When the Professor Got Stuck in the Snow
- First edition
- Author: Dan Rhodes
- Language: English
- Publisher: Miyuki Books (self-published)
- Publication date: 26 Feb 2014
- Publication place: United Kingdom
- Pages: 290
- ISBN: 0-992827-60-4

= When the Professor Got Stuck in the Snow =

Book by Dan Rhodes

When the Professor Got Stuck in the Snow is a novel by British author Dan Rhodes, a "rural farce" about a visit to an obscure English village by a fictional Richard Dawkins.

==Publication==
Rhodes initially self-published the novel in a run of 400 in February 2014, stating on his blog that he wanted to get the book out faster than conventional publishing allows, although it soon became apparent that formal publishers were loath to publish the novel for fear of legal action from Dawkins. Rhodes appealed repeatedly to Dawkins, a defender of satire and free speech, for permission to "publish and be damned" but received no response. The novel was eventually published by Aardvark Bureau in October 2015.

==Plot introduction==
Professor Richard Dawkins has been booked to give a talk at the village hall in the village of Upper Bottom to the All Bottoms Women's Institute on the subject of "Science and the non-existence of God". But his train becomes stuck in a snow-drift several miles short of their destination and he and his devoted though long-suffering assistant Smee are forced to spend the night in the home of the local Anglican vicar.

==Reception==

Helen Pidd writing in The Guardian praised the novel: "It is a zippy little farce, littered with bus-stop slang (the professor erroneously believes "bell end" to be a compliment) and amusing nods to popular culture. Alan Rusbridger, editor-in-chief of the Guardian, gets a brief mention, but is upstaged by a brilliantly surreal cameo from CBeebies favourite Mr Tumble.", she concludes, "The Dawkins character is a hoot: foul-mouthed, pompous, so certain of his beliefs that he will dissect a puppy in front of primary schoolchildren if it will disabuse them of the creation "myth" invented by the "dark forces of religion". If this enjoyable comedy has a message it is that you shouldn't believe all you read on the internet. And that in an age where the sum of man's knowledge is available in an instant via a fibre-optic line, we are perhaps more ignorant than ever we were, and just as likely to be duped as in Shakespeare's day."

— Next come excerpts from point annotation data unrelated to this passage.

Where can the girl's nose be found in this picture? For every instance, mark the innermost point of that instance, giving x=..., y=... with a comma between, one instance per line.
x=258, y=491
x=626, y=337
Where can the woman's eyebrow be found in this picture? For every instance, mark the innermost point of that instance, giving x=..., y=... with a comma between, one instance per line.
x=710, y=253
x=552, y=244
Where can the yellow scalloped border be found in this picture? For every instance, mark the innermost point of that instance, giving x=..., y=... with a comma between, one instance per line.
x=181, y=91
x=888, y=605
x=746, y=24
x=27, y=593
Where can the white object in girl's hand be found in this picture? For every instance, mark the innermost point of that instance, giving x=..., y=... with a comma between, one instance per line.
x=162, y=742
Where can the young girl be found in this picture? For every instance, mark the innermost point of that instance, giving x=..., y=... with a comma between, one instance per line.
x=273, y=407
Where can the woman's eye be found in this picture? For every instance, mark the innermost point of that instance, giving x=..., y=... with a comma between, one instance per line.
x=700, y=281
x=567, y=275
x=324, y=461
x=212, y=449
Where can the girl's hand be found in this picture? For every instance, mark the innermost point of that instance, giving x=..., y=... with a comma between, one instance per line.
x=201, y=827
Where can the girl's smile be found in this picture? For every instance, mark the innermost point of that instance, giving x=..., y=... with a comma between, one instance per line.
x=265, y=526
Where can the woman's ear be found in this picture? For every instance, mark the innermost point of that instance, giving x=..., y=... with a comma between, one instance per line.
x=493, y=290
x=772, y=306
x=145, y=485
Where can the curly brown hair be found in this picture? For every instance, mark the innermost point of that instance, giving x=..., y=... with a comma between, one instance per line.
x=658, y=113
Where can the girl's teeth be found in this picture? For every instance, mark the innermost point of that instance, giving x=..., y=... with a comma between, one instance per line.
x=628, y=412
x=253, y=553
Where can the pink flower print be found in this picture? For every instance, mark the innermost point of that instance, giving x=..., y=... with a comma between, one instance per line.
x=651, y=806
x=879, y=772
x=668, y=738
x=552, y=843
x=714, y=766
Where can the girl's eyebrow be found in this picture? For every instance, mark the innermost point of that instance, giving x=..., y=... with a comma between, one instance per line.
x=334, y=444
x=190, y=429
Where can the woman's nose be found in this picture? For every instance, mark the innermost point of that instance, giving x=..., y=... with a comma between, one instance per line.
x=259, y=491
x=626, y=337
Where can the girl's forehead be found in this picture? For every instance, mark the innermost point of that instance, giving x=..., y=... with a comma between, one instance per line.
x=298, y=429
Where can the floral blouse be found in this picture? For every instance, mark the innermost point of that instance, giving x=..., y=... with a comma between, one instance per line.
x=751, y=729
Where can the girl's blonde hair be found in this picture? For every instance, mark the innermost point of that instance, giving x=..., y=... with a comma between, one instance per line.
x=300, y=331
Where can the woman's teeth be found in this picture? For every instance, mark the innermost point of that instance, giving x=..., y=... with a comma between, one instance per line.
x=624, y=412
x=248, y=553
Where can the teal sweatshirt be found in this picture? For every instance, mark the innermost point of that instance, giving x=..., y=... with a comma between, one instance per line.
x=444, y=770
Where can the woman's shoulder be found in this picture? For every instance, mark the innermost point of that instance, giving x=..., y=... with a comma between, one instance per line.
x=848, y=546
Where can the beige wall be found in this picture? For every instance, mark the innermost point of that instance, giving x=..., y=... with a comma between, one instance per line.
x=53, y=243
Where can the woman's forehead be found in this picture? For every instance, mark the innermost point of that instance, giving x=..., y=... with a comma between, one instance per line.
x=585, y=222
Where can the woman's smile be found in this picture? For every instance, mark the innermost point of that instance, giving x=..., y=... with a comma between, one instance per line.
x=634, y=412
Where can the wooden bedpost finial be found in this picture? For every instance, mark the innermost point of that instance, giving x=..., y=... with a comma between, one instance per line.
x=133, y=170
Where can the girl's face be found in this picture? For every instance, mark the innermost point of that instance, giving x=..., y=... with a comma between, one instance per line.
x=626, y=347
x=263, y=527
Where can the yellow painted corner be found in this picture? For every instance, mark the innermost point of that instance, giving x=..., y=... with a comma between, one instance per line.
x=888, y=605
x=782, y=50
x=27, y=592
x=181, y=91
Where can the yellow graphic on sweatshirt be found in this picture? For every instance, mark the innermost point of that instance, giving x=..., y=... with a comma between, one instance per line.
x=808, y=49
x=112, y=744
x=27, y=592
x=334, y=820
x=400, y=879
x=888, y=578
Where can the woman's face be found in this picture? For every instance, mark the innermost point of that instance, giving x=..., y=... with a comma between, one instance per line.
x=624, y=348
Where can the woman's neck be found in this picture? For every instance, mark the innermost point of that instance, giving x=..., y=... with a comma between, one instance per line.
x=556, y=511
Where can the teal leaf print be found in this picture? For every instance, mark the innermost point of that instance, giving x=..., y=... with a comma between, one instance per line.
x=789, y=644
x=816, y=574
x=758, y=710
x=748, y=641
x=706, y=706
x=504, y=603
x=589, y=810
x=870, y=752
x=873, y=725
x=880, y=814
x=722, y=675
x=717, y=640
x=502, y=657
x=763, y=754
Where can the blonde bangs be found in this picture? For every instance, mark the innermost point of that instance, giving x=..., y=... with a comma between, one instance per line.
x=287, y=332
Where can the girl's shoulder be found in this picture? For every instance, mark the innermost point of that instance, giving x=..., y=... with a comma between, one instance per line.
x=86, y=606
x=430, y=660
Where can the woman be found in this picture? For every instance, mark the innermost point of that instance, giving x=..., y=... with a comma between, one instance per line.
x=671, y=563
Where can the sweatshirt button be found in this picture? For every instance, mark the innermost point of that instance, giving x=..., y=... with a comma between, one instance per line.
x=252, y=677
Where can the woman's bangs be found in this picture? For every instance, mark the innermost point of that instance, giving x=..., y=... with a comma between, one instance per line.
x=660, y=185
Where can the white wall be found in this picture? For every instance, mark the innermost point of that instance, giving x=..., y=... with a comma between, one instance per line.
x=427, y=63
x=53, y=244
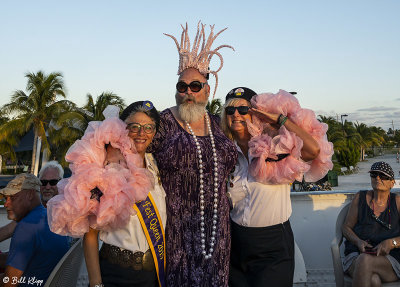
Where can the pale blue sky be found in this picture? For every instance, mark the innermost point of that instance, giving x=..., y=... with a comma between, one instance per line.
x=342, y=57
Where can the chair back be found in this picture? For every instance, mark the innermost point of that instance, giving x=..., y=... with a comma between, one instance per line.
x=340, y=221
x=67, y=269
x=342, y=279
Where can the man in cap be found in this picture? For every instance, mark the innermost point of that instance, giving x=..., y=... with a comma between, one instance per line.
x=34, y=249
x=49, y=175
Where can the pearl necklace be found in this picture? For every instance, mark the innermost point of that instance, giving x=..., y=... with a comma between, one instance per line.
x=201, y=191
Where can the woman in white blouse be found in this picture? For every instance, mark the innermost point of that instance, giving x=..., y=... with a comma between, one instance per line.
x=262, y=251
x=125, y=258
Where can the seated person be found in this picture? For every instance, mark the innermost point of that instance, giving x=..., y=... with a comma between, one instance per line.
x=49, y=175
x=34, y=249
x=372, y=230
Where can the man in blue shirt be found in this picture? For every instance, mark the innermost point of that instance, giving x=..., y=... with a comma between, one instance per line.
x=34, y=249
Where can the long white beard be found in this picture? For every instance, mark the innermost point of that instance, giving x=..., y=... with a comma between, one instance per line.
x=191, y=112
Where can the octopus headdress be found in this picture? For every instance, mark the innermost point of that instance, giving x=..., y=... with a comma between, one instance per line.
x=200, y=55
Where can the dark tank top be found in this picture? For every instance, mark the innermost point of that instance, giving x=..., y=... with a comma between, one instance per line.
x=369, y=229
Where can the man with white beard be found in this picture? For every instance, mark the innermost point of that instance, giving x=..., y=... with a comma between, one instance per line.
x=194, y=158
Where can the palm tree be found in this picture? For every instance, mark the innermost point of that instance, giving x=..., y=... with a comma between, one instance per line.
x=214, y=107
x=369, y=137
x=72, y=122
x=8, y=140
x=35, y=109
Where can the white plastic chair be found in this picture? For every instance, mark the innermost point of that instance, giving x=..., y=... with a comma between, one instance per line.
x=66, y=272
x=341, y=278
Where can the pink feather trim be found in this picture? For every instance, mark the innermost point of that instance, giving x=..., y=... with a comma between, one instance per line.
x=267, y=143
x=72, y=211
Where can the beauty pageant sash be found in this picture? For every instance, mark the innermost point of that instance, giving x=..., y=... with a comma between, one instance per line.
x=153, y=229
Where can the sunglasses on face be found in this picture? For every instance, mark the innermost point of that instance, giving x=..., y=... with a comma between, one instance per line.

Lettie Kennedy, also in The Guardian was positive: "Between delivering kittens and turning on the Christmas lights, the stranded professor gamely persists in trying to convert his captive audience to humanism, launching into Swiftian discourses on infanticide and cannibalism at every opportunity, to the growing disquiet of Smee. Rhodes’s novel is gleefully irreverent, with a ribald wit and a truculent disregard for the legal niceties that caused it to remain unpublished for several years. There are, of course, a number of twists, all of which are delivered with very English eccentricity."

Herald Scotland comments 'Rhodes's portrait of the fictional Dawkins is on the far side of caricature, so rich in ridicule it makes a lampoon look limp. "My life would be so much easier if everybody was as clever as me," the professor sighs, meanwhile planning his series of children's books. The first will be called Your Parents Are Idiots, "aimed at children unfortunate enough to have been born into religious households"...'At times Rhodes bangs his drum too often and too loud, but he is such a vivid and elegant writer that is quickly forgiven, though perhaps not if your name is Richard Dawkins. Yet behind the mockery lie some deeper reflections: about how people should treat each other, the meaning of respect, and the ingrained need that everyone feels to make sense of our existence.'

Tim Martin in The Spectator believes the novel will become a classic, "Rhodes’s book is satire of the broadest stripe: it is, in fact, the closest thing to a strip from Viz magazine that I’ve seen in novel form. The tone swerves hilariously between puerile double-entendre (there’s a running sequence of gags about ‘seeing Upper Bottom’) and lacerating comedy about the atheist movement and its acolytes".